Explain the timing and content of harmonization efforts

This subproject has asked how and why the EU has decided and agreed to use particular macroeconomic indicators and not others, and how it has agreed on their definition and measurement. It has especially focused on explaining the timing and content of harmonization efforts, uncovering which political, social and economic factors have played a role, and analysing how different stakeholders such as experts, statisticians, national leaders and European institutions have influenced the choice and features of economic statistics. 

EU frameworks are central

Macroeconomic indicators are defined and measured according to European guidelines and frameworks. Yet, we know relatively little about their origins: what has shaped the choice for and development of common European economic yardsticks? The production of economic statistics, covering for example economic growth, unemployment or inflation, has long belonged to the domain of the state. Countries had their own and often differing traditions, uses, measurements and definitions.

Fighting about European rules

Nowadays, harmonized statistics allow us to ‘see’ the European economies through lenses of common and comparable indicators. But how did the latter come about? We should expect countries to have rather diverse preferences. Each EU member state might prefer sticking to its own measures, rather than adopting those developed elsewhere. Yet the politics run deeper. Member states’ economic structures differ widely. So one way of measuring, say, unemployment in Portugal might make the problem look manageable; a different one might set off alarm bells. With hard European rules about macroeconomic management, we should also expect hard fights about which yardsticks are appropriate to assess it.

Why the choices that are made?

More fundamentally, there still had been much to learn about EU involvement in the measurement and characteristics of macroeconomic indicators in the first place. Why do we use specific measures of deficit and debt to evaluate the viability of public finances, and why has for example structural aid been allocated on the basis of GDP per capita? Why have costs for owner-occupied houses traditionally been excluded from inflation measurement, and why do we classify a person as employed when he or she has at least one hour of paid work per week, and not two, twelve, or twenty? GDP, debt and deficit, unemployment and inflation have very different applications and uses in policy-making, but all have been harmonized to various degrees.
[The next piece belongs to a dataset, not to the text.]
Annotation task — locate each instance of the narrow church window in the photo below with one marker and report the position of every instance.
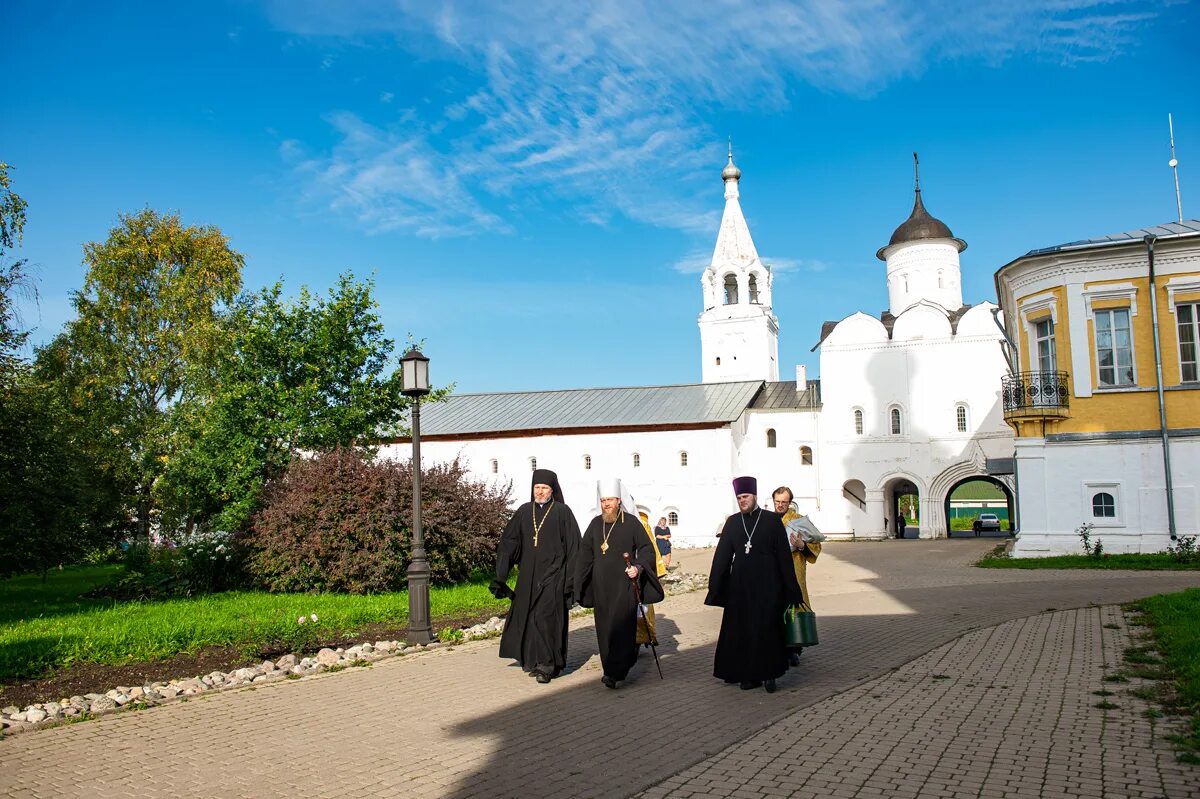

The euro changed everything

In the 1990s, Economic and Monetary Union increased the push for harmonized measures with countries’ participation conditional on the fulfilment of convergence criteria. One of them centred on inflation rates, so the EU created a Harmonized Index of Consumer Prices (HICP). Equally important, the EU had to hammer out a tight definition of public debt and deficits – something that turned out to be a lot harder, and much more politicized, than negotiators might have hoped. This subproject has taken these political dynamics and struggles as an entry point to shed light on the deeper politics of macroeconomic measurement.